Core Identity and Applications

Hydroxychloroquine (HCQ), commonly known by the brand name Plaquenil, is a pharmaceutical agent primarily recognized for its roles in preventing and treating malaria in regions where the disease remains susceptible to chloroquine. Beyond its antimalarial properties, HCQ is also a cornerstone in the management of various autoimmune conditions, including rheumatoid arthritis, systemic lupus erythematosus, and porphyria cutanea tarda. Administered orally, typically as hydroxychloroquine sulfate tablets, it belongs to the antimalarial and 4-aminoquinoline drug families.

Global Significance and Approval

First approved for medical use in the United States in 1955, hydroxychloroquine has maintained its relevance in global health. It is featured on the World Health Organization's List of Essential Medicines, underscoring its importance in fundamental healthcare systems. In 2023, HCQ was among the most frequently prescribed medications in the United States, with over 4 million prescriptions, highlighting its widespread clinical utility.

Noteworthy Considerations

While generally well-tolerated for its approved indications, HCQ carries a risk of side effects such as vomiting, headache, blurred vision, and muscle weakness. More severe adverse effects can include allergic reactions, retinopathy, and irregular heart rhythms. Notably, its speculative use during the 2019 coronavirus disease (COVID-19) pandemic was found to be ineffective in clinical trials and posed a risk of dangerous side effects, leading to the retraction of some publications and concerns about its availability for established indications.

Medical Uses

Autoimmune and Inflammatory Conditions

Hydroxychloroquine is a critical therapeutic agent for a range of rheumatic disorders. It is considered the first-line treatment for systemic lupus erythematosus, a chronic autoimmune disease. It also plays a significant role in managing rheumatoid arthritis and porphyria cutanea tarda. Its mechanism involves blocking the effects of certain chemicals released during autoimmune responses, thereby mitigating inflammatory processes.

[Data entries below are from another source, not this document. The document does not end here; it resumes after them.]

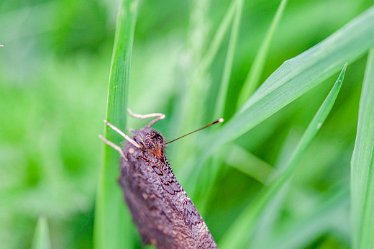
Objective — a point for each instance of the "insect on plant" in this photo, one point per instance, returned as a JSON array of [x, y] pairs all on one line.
[[162, 211]]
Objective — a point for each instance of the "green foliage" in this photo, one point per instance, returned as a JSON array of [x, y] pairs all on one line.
[[112, 221], [41, 236], [362, 165], [258, 181]]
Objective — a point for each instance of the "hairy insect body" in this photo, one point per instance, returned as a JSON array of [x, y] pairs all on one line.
[[163, 213]]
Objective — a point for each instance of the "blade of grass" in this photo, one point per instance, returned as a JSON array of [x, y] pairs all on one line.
[[297, 76], [112, 221], [362, 165], [246, 162], [41, 237], [301, 233], [218, 37], [209, 174], [229, 60], [253, 77], [238, 234]]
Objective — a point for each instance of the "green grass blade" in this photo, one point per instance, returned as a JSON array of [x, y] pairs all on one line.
[[254, 74], [218, 37], [41, 237], [112, 221], [362, 165], [299, 75], [246, 162], [302, 232], [238, 234], [229, 60]]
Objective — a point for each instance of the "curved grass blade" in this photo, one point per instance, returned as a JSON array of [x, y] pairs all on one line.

Antimalarial and Anti-Infective Roles

In its original capacity, HCQ is utilized for the prevention and treatment of specific types of malaria, particularly in areas where chloroquine-sensitive strains persist. However, it is important to note that resistant strains or complicated cases of malaria necessitate alternative or supplementary medications. Additionally, HCQ is employed in the treatment of Q fever and post-Lyme arthritis, where it may exert both anti-spirochete and anti-inflammatory effects.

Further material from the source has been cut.